(Cariye Romanı Üzerine Bir Gerçeklik İncelenmesi)
Tarihin romana malzeme olarak kullanımı Türk edebiyatında önemli bir yere sahiptir. Bu önem, disiplinler arasındaki bağlantının nasıl olacağı konusunda tartışmalara da sebep olmuştur. Bir tarafta “Roman kurmaca bir eser olduğu için tarihî roman yazarı da malzemesi olan geçmişi istediği biçimde şekillendirebilir.” anlayışı hâkimken bir tarafta ise öğreticilik gayesinden dolayı “Yazar tarihe karşı sorumludur.” fikriyatı görülmektedir. Bu farklılık, tarihî romanların gerçeklik bağlamında çeşitlilik göstermesine sebep olmaktadır.
Bu çalışmada Gül İrepoğlu’nun Cariye adlı tarihî romanı ele alınarak gerçekliğin romanda kullanılıp kullanılmadığı yahut ne derece kullanıldığı ve bu hususun kurguyu nasıl etkilediği saptanmaya çalışılmıştır. Ayrıca tarihî romanda belli bir seviyede gerçekliğin olması gerektiği kanısına ve gerçeklikle kurguyu bütünleştirebilme, gerçeklikle beraber kurmaca bir haz oluşturabilmenin yazarı başarılı kılacağı varsayımına ulaşılmış olup Cariye’nin böyle bir roman olduğu kanaatine varılmıştır.

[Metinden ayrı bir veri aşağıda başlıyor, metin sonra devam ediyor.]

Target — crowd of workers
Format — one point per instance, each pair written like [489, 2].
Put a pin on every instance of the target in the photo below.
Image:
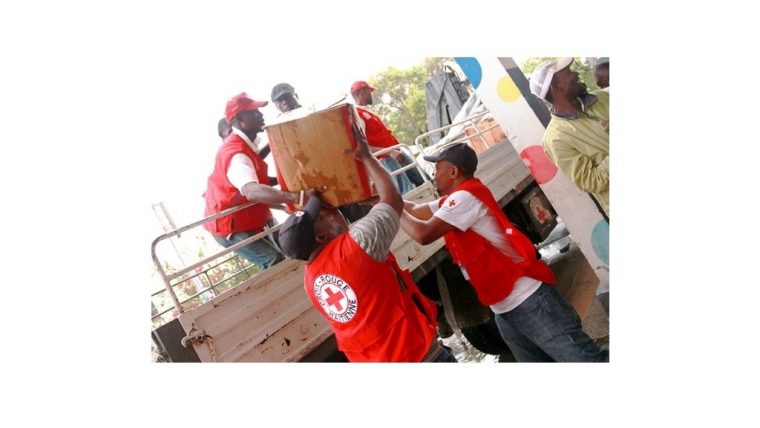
[373, 306]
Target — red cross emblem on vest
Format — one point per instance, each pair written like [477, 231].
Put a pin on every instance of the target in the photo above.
[336, 297]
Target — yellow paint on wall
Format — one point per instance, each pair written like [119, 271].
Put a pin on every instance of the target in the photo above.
[507, 90]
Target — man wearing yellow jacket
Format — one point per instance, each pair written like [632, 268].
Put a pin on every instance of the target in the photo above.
[578, 136]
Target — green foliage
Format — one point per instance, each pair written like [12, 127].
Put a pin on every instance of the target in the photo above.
[585, 71]
[400, 98]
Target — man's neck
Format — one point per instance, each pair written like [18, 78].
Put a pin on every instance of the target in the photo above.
[251, 141]
[568, 105]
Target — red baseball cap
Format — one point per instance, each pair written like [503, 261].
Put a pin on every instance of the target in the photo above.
[241, 102]
[360, 84]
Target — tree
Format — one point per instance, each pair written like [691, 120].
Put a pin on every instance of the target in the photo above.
[585, 70]
[399, 98]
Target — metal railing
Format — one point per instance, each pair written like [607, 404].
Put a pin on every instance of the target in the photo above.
[168, 278]
[470, 120]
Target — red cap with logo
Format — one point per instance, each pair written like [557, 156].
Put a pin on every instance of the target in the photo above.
[241, 102]
[360, 84]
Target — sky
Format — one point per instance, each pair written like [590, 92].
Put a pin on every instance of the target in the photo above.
[101, 101]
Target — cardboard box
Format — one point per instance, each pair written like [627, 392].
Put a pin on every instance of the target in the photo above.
[493, 136]
[309, 152]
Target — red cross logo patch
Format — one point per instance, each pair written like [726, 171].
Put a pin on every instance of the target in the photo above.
[336, 297]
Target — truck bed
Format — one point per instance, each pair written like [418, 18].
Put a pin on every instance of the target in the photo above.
[269, 318]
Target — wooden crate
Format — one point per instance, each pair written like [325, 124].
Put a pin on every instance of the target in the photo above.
[309, 152]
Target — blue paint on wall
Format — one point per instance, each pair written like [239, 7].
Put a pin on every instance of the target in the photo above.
[471, 68]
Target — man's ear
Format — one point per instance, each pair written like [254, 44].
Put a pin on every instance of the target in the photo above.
[455, 172]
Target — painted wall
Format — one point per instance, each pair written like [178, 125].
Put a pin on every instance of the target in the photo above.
[504, 91]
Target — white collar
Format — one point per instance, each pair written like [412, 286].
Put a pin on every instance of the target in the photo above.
[254, 145]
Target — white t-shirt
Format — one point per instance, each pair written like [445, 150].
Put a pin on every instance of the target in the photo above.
[241, 170]
[464, 211]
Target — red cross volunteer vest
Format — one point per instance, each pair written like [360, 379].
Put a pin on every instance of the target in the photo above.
[375, 309]
[491, 273]
[221, 194]
[377, 134]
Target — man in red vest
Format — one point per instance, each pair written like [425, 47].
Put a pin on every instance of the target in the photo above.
[374, 308]
[537, 323]
[240, 176]
[380, 137]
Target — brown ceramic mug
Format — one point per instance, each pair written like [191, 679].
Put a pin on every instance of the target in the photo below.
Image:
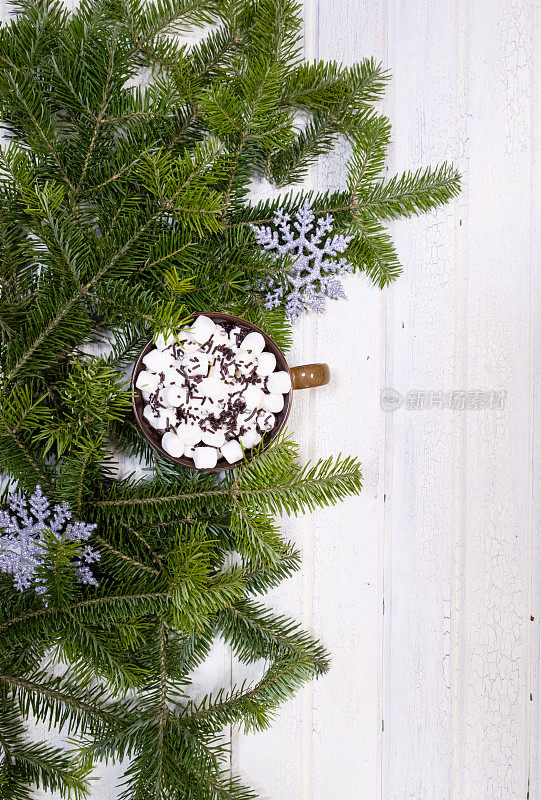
[304, 377]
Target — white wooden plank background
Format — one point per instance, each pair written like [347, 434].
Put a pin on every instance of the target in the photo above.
[426, 587]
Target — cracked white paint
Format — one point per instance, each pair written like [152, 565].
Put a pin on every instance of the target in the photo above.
[431, 700]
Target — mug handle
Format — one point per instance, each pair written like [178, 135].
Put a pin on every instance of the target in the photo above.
[309, 375]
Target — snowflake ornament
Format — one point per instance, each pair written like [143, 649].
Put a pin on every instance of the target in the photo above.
[313, 251]
[22, 542]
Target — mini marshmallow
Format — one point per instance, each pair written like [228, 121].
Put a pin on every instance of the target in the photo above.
[161, 419]
[234, 333]
[266, 363]
[273, 402]
[253, 342]
[174, 396]
[213, 438]
[172, 444]
[147, 381]
[190, 433]
[243, 423]
[157, 361]
[196, 364]
[187, 343]
[254, 397]
[224, 371]
[171, 375]
[245, 363]
[231, 451]
[162, 342]
[266, 421]
[279, 383]
[205, 457]
[202, 329]
[250, 439]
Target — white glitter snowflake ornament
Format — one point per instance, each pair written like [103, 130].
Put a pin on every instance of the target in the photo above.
[22, 541]
[313, 251]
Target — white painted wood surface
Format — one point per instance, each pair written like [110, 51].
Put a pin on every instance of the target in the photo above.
[426, 587]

Bu hususların yanında tarihî roman yazarının bir misyonu olduğu düşüncesi eserin sonunda roman için kullanılan kaynakların listesinin yapılması önerisinde bulunmamıza temel sebep olmuştur. Bu şekilde kurmaca bir tat verebilmenin yanında kaynakçanın sunulması okuyucuya bir tarih haritası da oluşturacaktır.